Il riscaldamento globale è un fenomeno noto e studiato già dagli anni 70-80 dello scorso secolo, tuttavia non se ne aveva una percezione diretta. L’aumento di temperatura e i fenomeni atmosferici connessi erano ancora a livelli di rilevazione meramente strumentale. L’uomo della strada non li avvertiva.

Ora che, dal livello preindustriale la temperatura media dell’atmosfera è cresciuta di meno di un grado, questi effetti sono diventati molto più avvertibili e il problema è largamente sentito ed è diventato prioritario, a meno ancora di qualche rigurgito di negazionismo, con tutta probabilità “interessato” e mirante a difendere l’utilizzo di petrolio e carbone, principali responsabili della CO2 immessa in atmosfera.

Come si vede nel grafico di simulazione dell’IPCC (Intergovernmental Panel on Climate Change) la distribuzione di cambiamenti di temperatura (a sinistra 1,5°C e al centro 2°C comporta aumenti localizzati e differenziati nelle varie parti del mondo concentrandosi in alcune zone continentali e ai poli. Forse ancor più preoccupante è la mappa dei cambiamenti nelle precipitazioni che andrebbero al contrario a concentrarsi sugli oceani lasciando a secco, nel senso più stretto, alcune aree ora molto popolate.

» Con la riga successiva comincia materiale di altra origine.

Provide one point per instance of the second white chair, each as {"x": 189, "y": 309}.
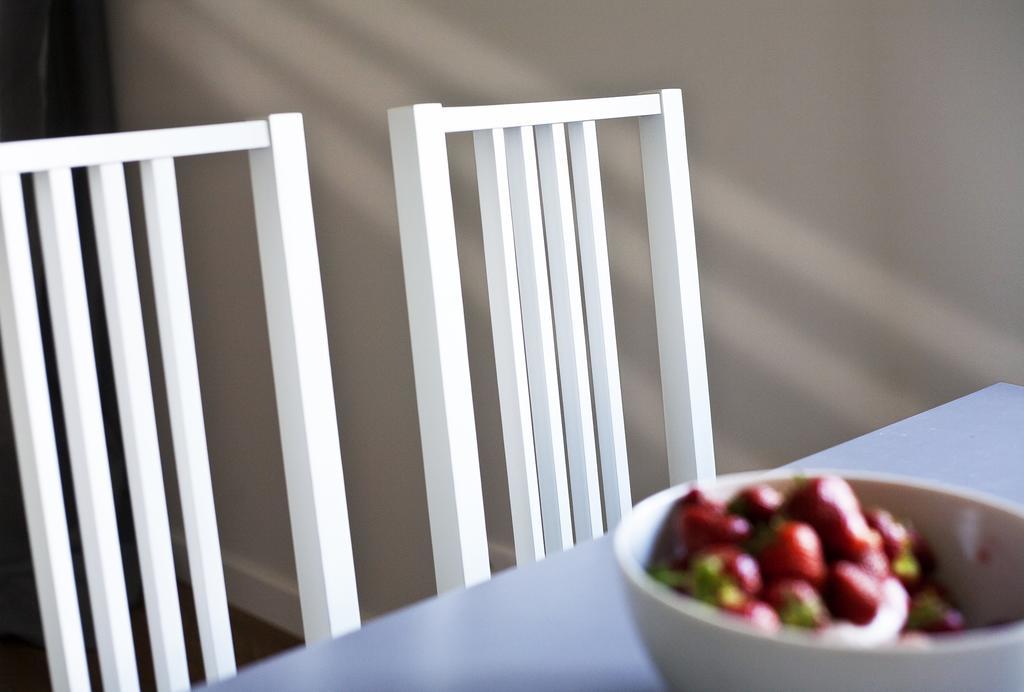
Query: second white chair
{"x": 545, "y": 385}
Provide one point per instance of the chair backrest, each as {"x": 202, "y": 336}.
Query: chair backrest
{"x": 530, "y": 241}
{"x": 302, "y": 382}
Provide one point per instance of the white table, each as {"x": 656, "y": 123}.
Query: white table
{"x": 562, "y": 623}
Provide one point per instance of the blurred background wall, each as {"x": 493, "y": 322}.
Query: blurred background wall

Cosa si deve fare secondo la IEA?

Semplicemente ridurre a zero i 34 miliardi di tonnellate di CO2 riversate annualmente nell’atmosfera dalle attività umane entro il 2050, secondo un percorso che prevede interventi più o meno drastici in tutti i settori di produzione e impiego dell’energia.

Come farlo è il tema da loro affrontato tenendo conto delle molteplici implicazioni e conseguenze. Di seguito i principali punti della “roadmap”.

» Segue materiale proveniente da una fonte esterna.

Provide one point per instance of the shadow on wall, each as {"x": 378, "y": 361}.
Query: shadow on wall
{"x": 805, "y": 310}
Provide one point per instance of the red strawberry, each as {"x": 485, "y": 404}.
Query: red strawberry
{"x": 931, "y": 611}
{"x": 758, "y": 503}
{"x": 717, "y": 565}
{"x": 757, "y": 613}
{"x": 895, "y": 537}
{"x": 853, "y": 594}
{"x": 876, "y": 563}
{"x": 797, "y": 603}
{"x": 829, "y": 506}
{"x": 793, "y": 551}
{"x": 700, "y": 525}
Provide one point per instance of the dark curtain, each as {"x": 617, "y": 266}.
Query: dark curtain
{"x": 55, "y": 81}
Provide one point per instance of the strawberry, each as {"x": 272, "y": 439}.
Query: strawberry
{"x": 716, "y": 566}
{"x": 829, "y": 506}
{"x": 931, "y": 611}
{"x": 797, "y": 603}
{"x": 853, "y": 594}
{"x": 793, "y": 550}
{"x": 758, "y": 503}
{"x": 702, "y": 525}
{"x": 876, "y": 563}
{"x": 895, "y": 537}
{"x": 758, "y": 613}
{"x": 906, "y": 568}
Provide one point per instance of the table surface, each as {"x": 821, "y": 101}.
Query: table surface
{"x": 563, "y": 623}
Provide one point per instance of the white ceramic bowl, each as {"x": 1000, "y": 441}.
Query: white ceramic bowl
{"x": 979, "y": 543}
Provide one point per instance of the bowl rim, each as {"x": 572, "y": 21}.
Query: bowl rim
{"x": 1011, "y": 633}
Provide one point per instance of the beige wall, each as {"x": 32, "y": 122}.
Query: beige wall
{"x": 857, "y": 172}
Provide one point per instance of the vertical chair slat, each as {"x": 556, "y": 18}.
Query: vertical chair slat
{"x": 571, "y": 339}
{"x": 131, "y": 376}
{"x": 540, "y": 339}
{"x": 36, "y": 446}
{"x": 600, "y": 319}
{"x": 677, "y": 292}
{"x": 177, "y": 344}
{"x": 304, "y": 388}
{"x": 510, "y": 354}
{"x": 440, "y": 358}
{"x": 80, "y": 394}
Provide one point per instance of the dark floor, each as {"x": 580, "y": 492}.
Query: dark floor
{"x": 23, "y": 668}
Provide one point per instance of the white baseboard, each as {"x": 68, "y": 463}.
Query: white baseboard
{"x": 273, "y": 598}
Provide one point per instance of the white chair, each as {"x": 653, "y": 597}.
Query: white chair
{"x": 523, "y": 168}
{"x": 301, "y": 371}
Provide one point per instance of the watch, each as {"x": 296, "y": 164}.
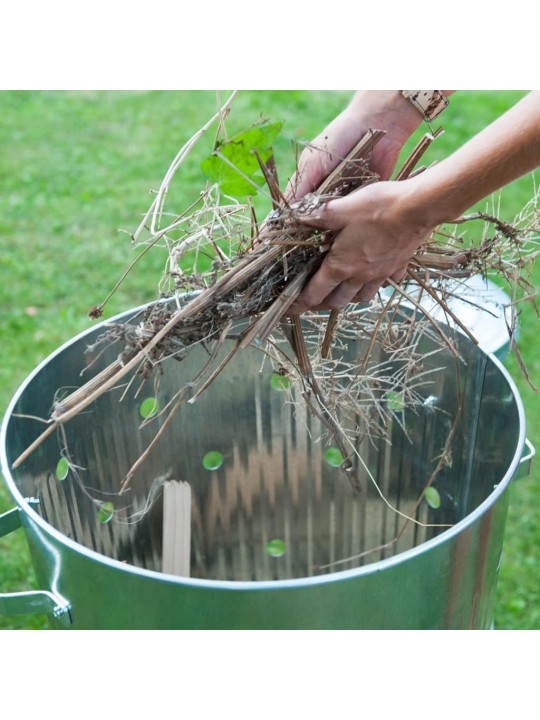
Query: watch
{"x": 430, "y": 103}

  • La rapida diminuzione dell’uso di fonti fossili, rapida ma graduale perché queste fonti vanno sostituite, e, laddove non ci si riesce, attuare la cattura della CO2 (tecnologia ancora non disponibile a livello industriale). Nei grafici (fonte IEA) si vede come ridurre drasticamente la produzione di energia da fonti fossili e contemporaneamente aumentare l’apporto di tutte le fonti non climalteranti e come ottenere la riduzione di CO2 agendo sui vari settori.
  • La sostituzione del parco veicoli con veicoli elettrici; lasciando fuori qualcosa. La tecnologia dei veicoli elettrici non è ancora pari a quella dei veicoli tradizionali ma si ipotizza in un futuro non lontano di avvicinarsi molto a prestazioni e tempi di ricarica di questi ultimi. Ciò affiancato da una riduzione della mobilità privata urbana privilegiando bici e trasporto pubblico.
  • L’utilizzo, per gran parte dei trasporti non coperti dall’elettrico e per usi industriali, di idrogeno in varie forme (anche come ammoniaca). Anche queste tecnologie, indirizzate principalmente al navale per i trasporti, e a tutti i settori industriali per i forni di riscaldo, sono in fase sperimentale, peraltro l’idrogeno pone non pochi problemi dal punto di vista dello stoccaggio e del trasporto.
  • L’utilizzo di biogas e biocombustibili laddove non si può usare idrogeno, prodotti principalmente con rifiuti e scarti, mai con prodotti altrimenti destinati all’alimentazione.
  • La massiccia produzione di Elettricità con fonti rinnovabili, in particolare solare e eolico, aumentando però anche il nucleare (altra fonte a zero emissioni). Il PV dovrebbe aumentare di 30 volte come produzione e di 20 volte come potenza installata. Ciò anche confidando in un aumento dei rendimenti dei sistemi PV (oggi per ottenere una quantità di energia come quella che si ipotizza di produrre nel 2050 si dovrebbe coprire una superficie ben maggiore di quella della Gran Bretagna con i pannelli. L’eolico dovrebbe aumentare la sua produzione di almeno 15 volte.
  • La cattura della CO2 e / o la rimozione della stessa dall’atmosfera per tutte quelle attività in cui, per diversi motivi, si continueranno ad usare combustibili fossili.
  • Massicci interventi sulle costruzioni per ridurre sprechi e dispersioni

Un programma piuttosto impegnativo. Ma fermiamoci un momento sulle implicazioni.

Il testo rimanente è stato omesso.